Guidelines for Method Parameter and Return Types
By Eric — — 1 minute readI've been reading Jeffrey Richter's CLR via C# lately, and just read a section titled "Declaring a Method's Parameter Types". That title doesn't exactly promise a riveting read, but it did a nice job of articulating some guidelines for method parameter and return types, independent of any particular programming language.
The guidelines are these:
- A method's parameters should be the most general type possible.
- A method's return value should be the most specific type possible.
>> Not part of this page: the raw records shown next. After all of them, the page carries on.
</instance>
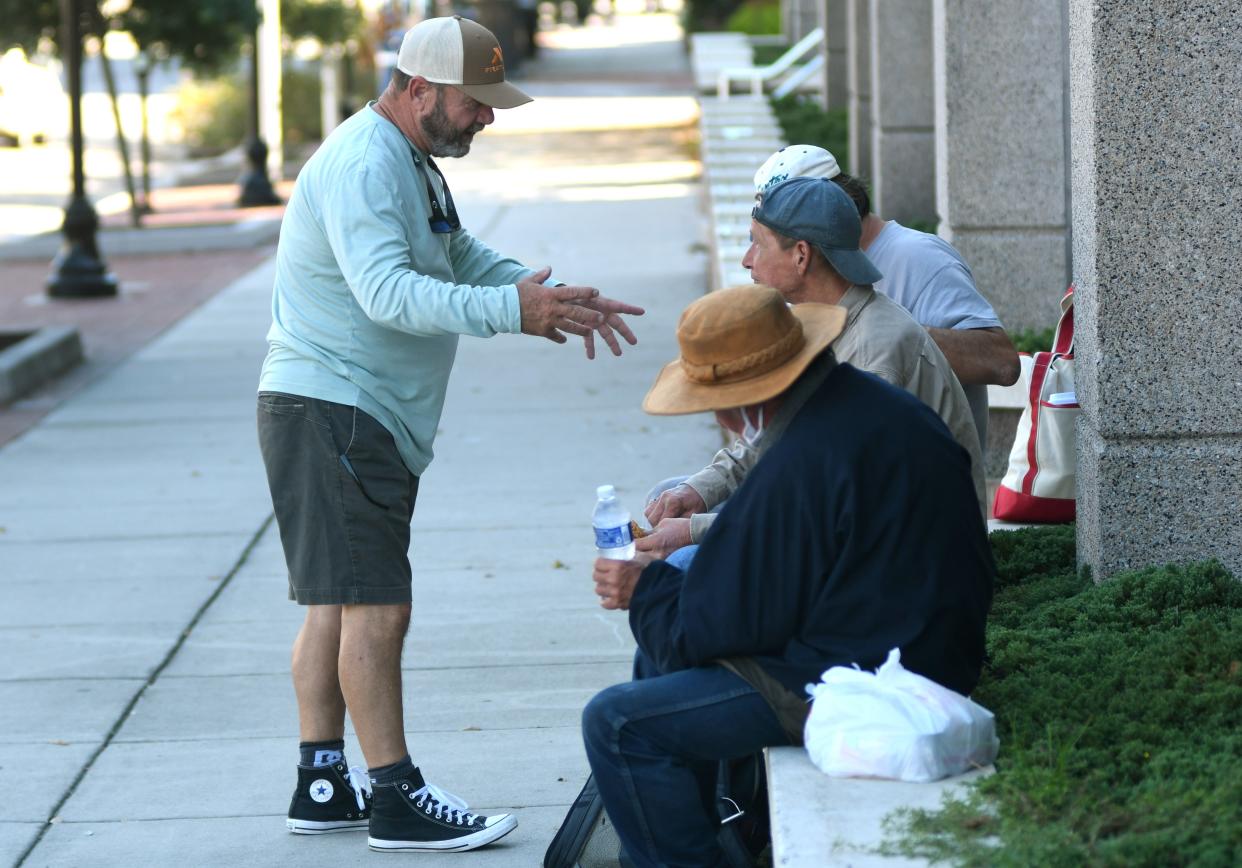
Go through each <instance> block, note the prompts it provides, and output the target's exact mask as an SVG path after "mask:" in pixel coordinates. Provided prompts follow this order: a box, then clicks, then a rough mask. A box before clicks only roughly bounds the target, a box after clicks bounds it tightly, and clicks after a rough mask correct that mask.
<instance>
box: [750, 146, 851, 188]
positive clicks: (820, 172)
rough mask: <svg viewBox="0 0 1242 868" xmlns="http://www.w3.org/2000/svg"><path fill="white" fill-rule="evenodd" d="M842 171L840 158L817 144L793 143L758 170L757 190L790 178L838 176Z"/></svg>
mask: <svg viewBox="0 0 1242 868" xmlns="http://www.w3.org/2000/svg"><path fill="white" fill-rule="evenodd" d="M840 174H841V166H838V165H837V158H836V156H833V155H832V153H831V151H827V150H825V149H823V148H820V147H817V145H789V147H787V148H781V149H780V150H777V151H776V153H775V154H773V155H771V156H769V158H768V159H766V160H764V164H763V165H761V166H759V171H756V173H755V192H763V191H764V190H766V189H768V188H770V186H773V185H776V184H780V183H781V181H787V180H789V179H790V178H836V176H837V175H840Z"/></svg>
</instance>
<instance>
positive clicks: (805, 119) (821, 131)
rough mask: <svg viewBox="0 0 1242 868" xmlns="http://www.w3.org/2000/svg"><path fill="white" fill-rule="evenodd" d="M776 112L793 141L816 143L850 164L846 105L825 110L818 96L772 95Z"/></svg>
mask: <svg viewBox="0 0 1242 868" xmlns="http://www.w3.org/2000/svg"><path fill="white" fill-rule="evenodd" d="M771 104H773V113H774V114H775V115H776V122H777V123H779V124H780V127H781V130H782V132H784V133H785V140H786V142H789V143H790V144H814V145H818V147H821V148H826V149H828V150H831V151H832V155H833V156H836V158H837V163H838V164H841V165H848V164H850V153H848V149H850V145H848V143H850V115H848V112H847V111H846V109H843V108H838V109H833V111H831V112H825V111H823V109H822V108H820V104H818V103H817V102H815V99H811V98H807V97H801V96H789V97H781V98H780V99H773V101H771Z"/></svg>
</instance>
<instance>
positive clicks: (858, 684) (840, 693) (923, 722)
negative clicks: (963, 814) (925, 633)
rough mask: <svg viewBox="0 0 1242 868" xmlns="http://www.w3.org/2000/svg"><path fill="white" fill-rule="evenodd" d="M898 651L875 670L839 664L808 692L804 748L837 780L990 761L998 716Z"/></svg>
mask: <svg viewBox="0 0 1242 868" xmlns="http://www.w3.org/2000/svg"><path fill="white" fill-rule="evenodd" d="M900 659H902V654H900V651H898V649H897V648H893V649H892V651H891V652H888V659H886V661H884V663H883V664H882V666H881V667H879V669H877V671H876V672H874V674H873V673H871V672H863V671H861V669H857V668H850V667H843V666H836V667H832V668H831V669H828V671H827V672H825V673H823V680H822V682H820V683H818V684H807V685H806V689H807V692H809V693H811V694H812V697H814V698H815V702H814V703H812V705H811V714H810V717H809V718H807V720H806V730H805V733H804V736H805V741H806V753H807V754H810V755H811V761H812V762H815V765H816V766H818V767H820V770H822V771H825V772H826V774H828V775H832V776H833V777H887V779H894V780H899V781H938V780H940V779H941V777H949V776H951V775H960V774H961V772H964V771H969V770H970V769H974V767H980V766H986V765H990V764H991V762H992V760H995V759H996V751H997V749H999V748H1000V741H999V740H997V738H996V723H995V720H994V718H992V713H991V712H989V710H987V709H986V708H984V707H982V705H979V704H977V703H974V702H971V700H970V699H968V698H966V697H964V695H961V694H960V693H954V692H953V690H950V689H949V688H946V687H941V685H940V684H936V683H935V682H933V680H930V679H928V678H924V677H923V676H919V674H917V673H914V672H910V671H909V669H907V668H904V667H903V666H902V663H900Z"/></svg>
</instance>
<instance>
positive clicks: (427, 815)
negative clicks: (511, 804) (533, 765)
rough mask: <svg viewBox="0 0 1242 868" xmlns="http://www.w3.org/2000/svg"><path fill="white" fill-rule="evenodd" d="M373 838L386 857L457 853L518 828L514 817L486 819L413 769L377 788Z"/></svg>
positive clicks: (369, 837) (372, 829)
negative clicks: (445, 852) (406, 774)
mask: <svg viewBox="0 0 1242 868" xmlns="http://www.w3.org/2000/svg"><path fill="white" fill-rule="evenodd" d="M374 789H375V803H374V810H373V811H371V827H370V837H368V839H366V843H368V844H370V848H371V849H374V851H380V852H384V853H411V852H453V851H465V849H474V848H476V847H482V846H483V844H489V843H492V842H493V841H497V839H498V838H503V837H504V836H505V834H508V833H509V832H512V831H513V830H514V828H517V827H518V820H517V817H514V816H513V815H510V813H498V815H496V816H493V817H484V816H482V815H478V813H473V812H471V811H469V806H468V805H467V803H466V802H463V801H462V800H460V798H457V797H456V796H453V795H452V793H448V792H445V791H443V790H440V789H438V787H435V786H431V785H430V784H426V782H425V781H424V780H422V774H421V772H420V771H419V770H417V769H415V770H414V774H412V775H409V776H406V777H402V779H400V780H397V781H395V782H394V784H375V785H374Z"/></svg>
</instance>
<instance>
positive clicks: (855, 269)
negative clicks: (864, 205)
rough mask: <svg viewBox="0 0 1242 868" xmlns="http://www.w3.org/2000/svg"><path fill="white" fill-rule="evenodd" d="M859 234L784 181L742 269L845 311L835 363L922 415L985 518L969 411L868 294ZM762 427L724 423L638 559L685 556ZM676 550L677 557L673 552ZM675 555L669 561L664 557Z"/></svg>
mask: <svg viewBox="0 0 1242 868" xmlns="http://www.w3.org/2000/svg"><path fill="white" fill-rule="evenodd" d="M861 232H862V224H861V221H859V219H858V212H857V211H856V210H854V206H853V202H851V201H850V196H847V195H846V192H845V191H843V190H842V189H841V188H840V186H837V185H836V184H833V183H832V181H830V180H826V179H822V178H791V179H789V180H786V181H781V183H780V184H776V185H775V186H773V188H770V189H769V190H768V191H766V192H765V195H764V197H763V200H760V201H759V202H758V204H756V205H755V207H754V212H753V215H751V225H750V235H751V245H750V248H749V250H748V251H746V253H745V256H744V257H743V260H741V264H743V266H745V267H746V268H748V269H750V276H751V277H753V278H754V281H755V283H761V284H765V286H769V287H773V288H775V289H777V291H779V292H780V293H781V296H784V297H785V301H786V302H789V303H791V304H794V305H797V304H802V303H806V302H815V303H821V304H840V305H842V307H843V308H846V309H847V310H848V315H847V318H846V324H845V329H843V330H842V333H841V335H840V337H838V338H837V340H836V343H835V344H833V345H832V351H833V353H835V354H836V356H837V359H840V360H841V361H848V363H850V364H851V365H853V366H854V368H857V369H859V370H864V371H868V373H871V374H876V375H877V376H879V377H882V379H884V380H887V381H888V382H892V384H893V385H894V386H898V387H900V389H904V390H907V391H908V392H910V394H912V395H914V396H915V397H918V399H919V400H920V401H923V402H924V404H925V405H928V406H929V407H930V409H931V410H934V411H935V414H936V415H938V416H939V417H940V420H941V421H943V422H944V425H945V427H946V428H948V430H949V432H950V433H951V435H953V437H954V440H956V441H958V443H959V445H960V446H961V447H963V450H964V451H965V452H966V454H969V456H970V473H971V479H972V481H974V486H975V497H976V502H977V512H976V515H975V520H977V522H982V519H984V518H985V515H986V512H987V505H986V503H985V497H986V494H985V483H984V468H982V457H981V454H980V450H979V436H977V435H976V432H975V425H974V422H972V421H971V417H970V405H969V404H968V401H966V396H965V394H964V392H963V390H961V385H960V384H959V382H958V377H956V376H954V374H953V370H951V369H950V368H949V363H948V360H945V358H944V354H943V353H940V350H939V348H938V346H936V344H935V341H934V340H931V337H930V335H929V334H928V332H927V330H925V329H923V328H922V327H920V325H919V324H918V323H915V322H914V319H913V318H912V317H910V314H909V312H907V310H905V308H903V307H902V305H900V304H898V303H897V302H894V301H892V299H891V298H888V297H887V296H883V294H881V293H878V292H876V291H874V289H873V288H872V284H873V283H876V282H877V281H879V279H881V273H879V271H878V269H877V268H876V266H874V264H873V263H872V262H871V258H869V257H868V256H867V255H866V253H864V252H863V251H862V250H861V248H859V243H858V240H859V237H861ZM765 422H766V423H768V425H770V420H765V418H764V416H763V415H760V416H758V417H748V416H741V417H734V418H732V420H729V418H727V420H725V427H729V428H730V430H733V431H734V432H735V433H738V435H739V436H740V440H738V441H737V442H735V443H734V445H733V447H730V448H728V450H722V451H720V452H718V453H717V456H715V458H714V461H713V462H712V463H710V464H709V466H707V467H704V468H703V469H702V471H699V472H698V473H696V474H693V476H692V477H689V478H688V479H686V481H684V482H682V483H681V484H677V486H676V487H673V488H669V489H668V491H666V492H663V493H662V494H660V497H658V499H656V500H655V502H653V503H651V504H648V507H647V510H646V515H647V519H648V520H650V522H651V523H652V525H655V528H656V531H655V533H653V534H651V535H650V536H645V538H643V539H640V540H637V548H638V550H640V551H647V553H651V554H655V555H657V556H661V558H666V556H672V558H673V559H674V563H676V564H677V565H678V566H684V564H686V559H687V558H691V556H693V549H691V548H688V546H691V545H692V544H693V543H699V541H702V539H703V536H704V535H705V534H707V531H708V528H710V525H712V523H713V522H714V520H715V519H717V515H715V514H714V513H712V512H708V510H709V509H712V508H714V507H717V505H719V504H720V503H723V502H724V500H727V499H728V498H729V497H732V494H733V492H734V491H735V489H737V488H738V486H740V484H741V482H743V479H744V478H745V477H746V474H748V473H750V471H751V469H753V468H754V467H755V464H756V462H759V461H760V458H761V456H763V453H764V451H765V450H766V448H768V446H769V443H770V440H769V437H768V435H766V433H765V430H766V428H765ZM678 549H681V551H678ZM673 553H677V554H673Z"/></svg>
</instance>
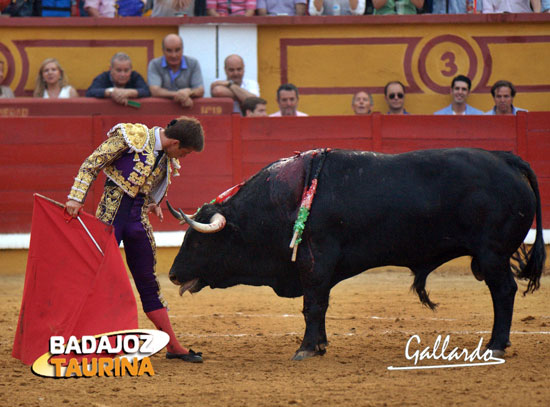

As an example of the first guideline, a method should accept
IEnumerable
rather than IList
if IEnumerable
is all that is
needed. The user of a method can always pass in something more specific,
but being general allows the greatest flexibility. Of course, the most
general parameter type would be object
, but I don't think you have
to worry about this guideline suddenly causing you to write methods like
this:
FileStream CreateFile(object fileName, object fileMode, object fileAccess);
Clearly you wouldn't want the method implementation down-casting all the
parameters in order to do something useful with them. If the method can
actually do something useful with plain object
parameters, then
that is probably the right type.
Conversely, following the second guideline suggest that you should
return a FileStream
rather than a Stream
(assuming that what you
actually have is a FileStream
). The caller can always treat it as
something more general, but never something more specific. In this case,
the most specific type provides the most flexibility.
The author did provide a caveat to the second guideline, however. If you
want to allow the implementation of a method to change, you might pick a
return type that is slightly more general. The example he gives is that
even if a method happens to use a List
internally, it may be
appropriate to return an IList
so that the internal implementation
could change to use an array without affecting the callers.